Amazon, Apple, Facebook, Google, and Microsoft have all admitted they used humans to transcribe private conversations.
To improve speech recognition software, tech giants have been hiring teams of people who listen and transcribe snippets of voice recordings which they then use to teach machine learning algorithms.
Nearly a third of Australian adults own a smart speaker.
And almost 90 per cent respondents to Deloitte’s annual Mobile Consumer Survey currently own a smart phone — a market dominated by Android and iOS which both include native voice assistants.
Chair of the ACCC, Rod Sims, told media last week that Australians ought to be wary about letting internet-enabled voice assistants into their houses.
“There’s no way in the world I would have Google Home or the equivalents in my home,” he said.
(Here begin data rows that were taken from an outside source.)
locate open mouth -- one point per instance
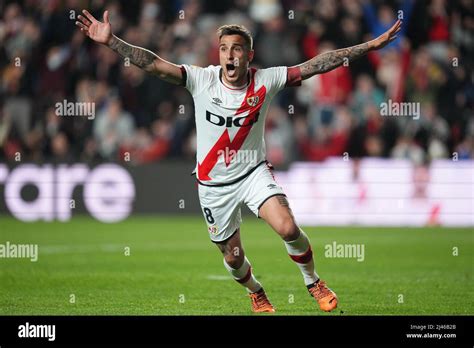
(230, 69)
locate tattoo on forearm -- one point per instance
(137, 55)
(283, 201)
(330, 60)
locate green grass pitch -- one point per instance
(173, 269)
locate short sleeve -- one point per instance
(196, 79)
(274, 78)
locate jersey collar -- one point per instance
(234, 88)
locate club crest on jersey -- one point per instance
(253, 100)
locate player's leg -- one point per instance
(277, 213)
(221, 210)
(240, 268)
(268, 201)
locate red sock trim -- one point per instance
(246, 278)
(303, 258)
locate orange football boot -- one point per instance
(260, 302)
(326, 298)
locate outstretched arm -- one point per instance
(101, 32)
(330, 60)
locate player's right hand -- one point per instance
(97, 31)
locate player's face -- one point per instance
(234, 59)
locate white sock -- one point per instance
(244, 276)
(300, 252)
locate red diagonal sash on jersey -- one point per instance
(224, 142)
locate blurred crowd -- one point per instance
(45, 59)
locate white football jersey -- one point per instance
(230, 122)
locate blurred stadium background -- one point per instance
(340, 161)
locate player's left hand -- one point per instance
(387, 37)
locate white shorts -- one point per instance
(221, 204)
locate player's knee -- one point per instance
(287, 229)
(234, 261)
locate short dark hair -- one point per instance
(236, 29)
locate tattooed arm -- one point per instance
(101, 32)
(330, 60)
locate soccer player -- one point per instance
(231, 101)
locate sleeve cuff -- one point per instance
(293, 77)
(184, 76)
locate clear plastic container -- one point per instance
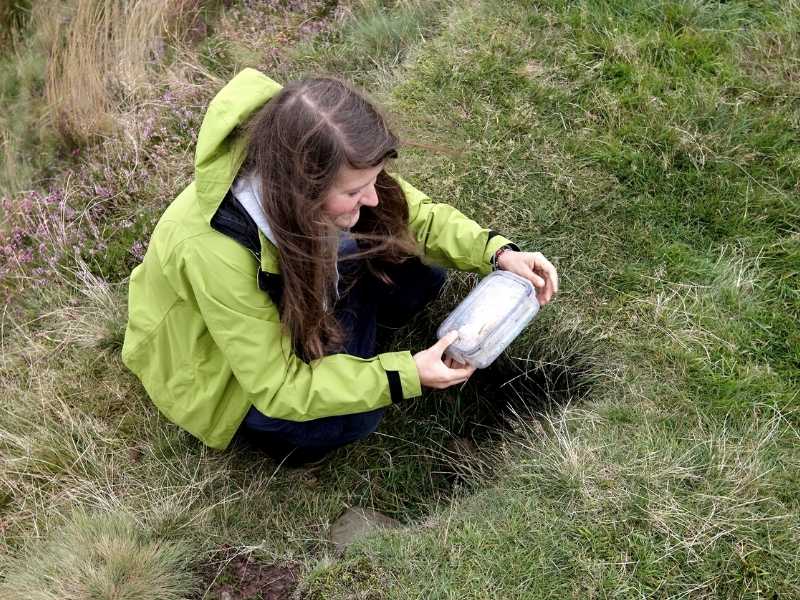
(490, 318)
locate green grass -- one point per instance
(648, 148)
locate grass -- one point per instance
(649, 149)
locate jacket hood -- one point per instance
(219, 153)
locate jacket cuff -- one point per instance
(401, 372)
(493, 244)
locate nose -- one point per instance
(370, 197)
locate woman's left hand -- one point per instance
(534, 267)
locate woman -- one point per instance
(256, 305)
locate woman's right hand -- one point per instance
(433, 372)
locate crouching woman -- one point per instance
(256, 306)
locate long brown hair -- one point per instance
(297, 145)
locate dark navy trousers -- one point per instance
(367, 305)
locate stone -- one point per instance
(357, 522)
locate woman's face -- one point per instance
(352, 189)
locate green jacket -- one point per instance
(207, 343)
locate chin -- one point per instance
(347, 222)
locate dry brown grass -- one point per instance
(103, 58)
“Why do I want a device listening to everything I say?
“If people, once they are aware, want to have these devices in their home then that’s obviously perfectly fine.
“But they need to know in really clear terms – which they don’t know, and I don’t know either – how much information is going back to home base, what exactly is being done with it and who it’s going to.”
Can you hear me now?
Until recently, the details of who is listening to what have been scarce.
Over the past few months, a growing number of media reports have shown a disturbing trend among Silicon Valley’s brightest stars: they have all been listening.
For select users, some of whom opt-in or simply fail to opt-out of having their speech used for this purpose, audio is recorded and uploaded back to servers and given to workers whose job it is to listen, transcribe, and feed the data back.
The results from leaked audio and worker testimony have ranged from creepy to disturbing.
Dutch news website VRT NWS got access to thousands of Google recordings.
Their reporters heard hundreds of conversations that were unwittingly recorded by users who said something similar to the triggering phrase ‘Okay Google’.
Pillow talk, arguments, and professional phone calls that contained sensitive information were all clearly audible.
More troubling has been testimony from workers who said they heard distressing events like apparent sexual assaults.
Two Romanian employees who transcribed Alexa recordings told Bloomberg that, when asking what to do in such situations, they were told it wasn’t Amazon’s place to interfere.
It’s not just smart speakers that have actively recorded audio in the name of improving customer experience.
Vice discovered earlier this month that contractors for Microsoft have been listening to calls made using the Skype Translator app.
Apple has also been caught employing people to listen to people speaking with its Siri voice assistant.
The Guardian reported that Apple workers often heard things like “in-progress drug deals, medical details and people having sex” while listening to the recordings.
Facebook is the latest to be found eavesdropping on private conversations—with employees telling Bloomberg they had been transcribing calls made on Messenger but did not know how Facebook was using the data.
Apple, Facebook, and Google all said they have since suspended the practice of using humans to review audio.
Amazon now lets users opt out with the “help improve Amazon services and develop new features” setting in Alexa.
Microsoft, meanwhile, said it “gets customers’ permission before collecting and using their voice data”.